We use sensitivity (ratio between true positive and all positive cases) and specificity (ratio between true negative and all negative cases) to evaluate the performance of our sparse coding method. Since melanoma is considered as the true case, all correctly predicted melanoma samples are true positive, while all wrongly predicted other cases are false negative. In the classification, we tried both three-class (melanoma VS dysplastic nevi VS Other type) and two-class (melanoma VS dysplastic Nevi) settings.

The result comparison is given in Table 1. It can be seen that the performance of classification based on hyperspectral images is much better than that from RGB images. This proves that spectral information is useful for melanoma detection. Moreover, all 2-class classification results are better than 3-class classification. Standard deviations of all 3-class classification results are high, due to the large variation and the small size of the third class, namely the other type.

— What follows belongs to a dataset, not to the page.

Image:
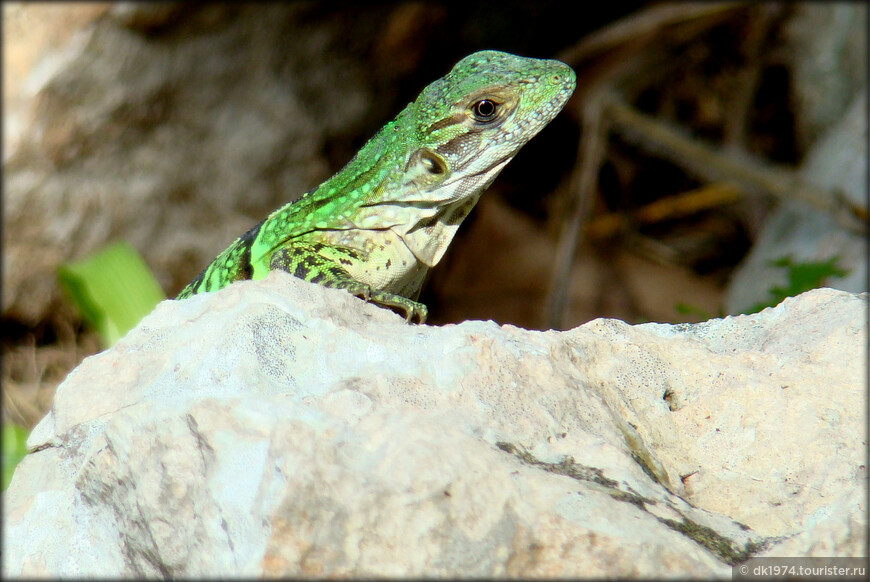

We also tested the case when the size of the lesion is added as an additional feature for hyperspectral image classification. The results show that the performance is improved, which implies that size is an important feature for differentiating melanoma from the other types.

Table 1. Comparison of classification performance.

4 Conclusion

We have presented a hyperspectral imaging dataset of 330 histology verified skin lesion images. The images in the dataset are calibrated and with lesion regions provided using bounding boxes. This dataset provides a foundation for further research on hyperspectral imaging techniques and its usefulness in early screening of skin cancers using image based approaches, namely wavelength analysis. The experimental results on a baseline approach show that pure spectral analysis is not sufficient to reliably detect melanoma. More effective spectral-spatial data analysis approach and advanced classification approaches are yet to be developed. In the future, we will also continue to explore and collaborate with skin cancer clinics for more data collection.